I really don't want to keep writing about how three kids has literally turned our lives upside down. There's only so many times I'm going to be able to say "this is hard," without sounding like a whiny, broken record but for the love of all things holy, I've said it before and I'll say it again. This is so fucking hard. And it's not even hard. I just don't know what else to call it.
Crazy. Chaotic. Overwhelming.
I think I keep saying this because it's truly more of those three things than I ever imagined but perhaps that's because I never really imagined it at all. I never really thought twice about having three kids. It was more of a "well, we already have two and one more would be really kind of fun" and by fun I should've thought, "one more would be really kind of fucking nuts," and then some.

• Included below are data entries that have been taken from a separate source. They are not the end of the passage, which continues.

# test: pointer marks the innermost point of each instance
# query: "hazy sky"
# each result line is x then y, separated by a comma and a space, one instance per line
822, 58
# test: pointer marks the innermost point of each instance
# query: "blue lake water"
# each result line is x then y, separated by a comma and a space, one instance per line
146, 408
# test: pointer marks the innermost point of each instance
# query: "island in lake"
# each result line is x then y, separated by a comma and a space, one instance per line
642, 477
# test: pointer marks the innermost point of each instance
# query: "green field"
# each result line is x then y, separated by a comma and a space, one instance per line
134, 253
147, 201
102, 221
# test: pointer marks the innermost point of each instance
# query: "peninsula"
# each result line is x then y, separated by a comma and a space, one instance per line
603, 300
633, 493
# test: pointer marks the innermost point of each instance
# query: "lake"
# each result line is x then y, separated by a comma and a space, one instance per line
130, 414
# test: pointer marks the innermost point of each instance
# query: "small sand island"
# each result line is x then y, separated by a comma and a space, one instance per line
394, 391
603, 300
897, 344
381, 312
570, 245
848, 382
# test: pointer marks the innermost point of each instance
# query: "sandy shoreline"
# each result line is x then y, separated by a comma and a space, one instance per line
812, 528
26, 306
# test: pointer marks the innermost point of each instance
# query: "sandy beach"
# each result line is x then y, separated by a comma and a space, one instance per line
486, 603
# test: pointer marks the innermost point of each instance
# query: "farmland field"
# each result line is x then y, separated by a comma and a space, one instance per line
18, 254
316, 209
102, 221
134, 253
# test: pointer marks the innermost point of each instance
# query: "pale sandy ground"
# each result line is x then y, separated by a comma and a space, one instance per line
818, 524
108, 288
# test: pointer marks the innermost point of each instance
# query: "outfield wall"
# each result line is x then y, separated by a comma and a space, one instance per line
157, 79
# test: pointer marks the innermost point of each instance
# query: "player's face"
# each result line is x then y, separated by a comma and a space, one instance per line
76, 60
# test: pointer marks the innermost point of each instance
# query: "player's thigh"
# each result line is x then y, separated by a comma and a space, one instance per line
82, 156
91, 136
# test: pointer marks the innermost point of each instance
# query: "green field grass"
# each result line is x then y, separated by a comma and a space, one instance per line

And as much as it's all of those things above, I mean it in the best way possible. Because as crazy as it is, and as chaotic as it gets and as overwhelming as some of our days may be, it's really been so much awesome. So I haven't had much time to write but I've had plenty of time to soak in the newborn snuggles and watch my two big boys becomes brothers once over. I've watched my husband sleep through middle of the night diaper changes like it was his j-o-b and spent that extra time memorizing how that sleepy newborn feels on my chest.
I now have three kids and even though it's hard to believe, I'm loving every fucking crazy minute of it. Well, except for those minutes between 5 and 6pm. I'll never love those minutes.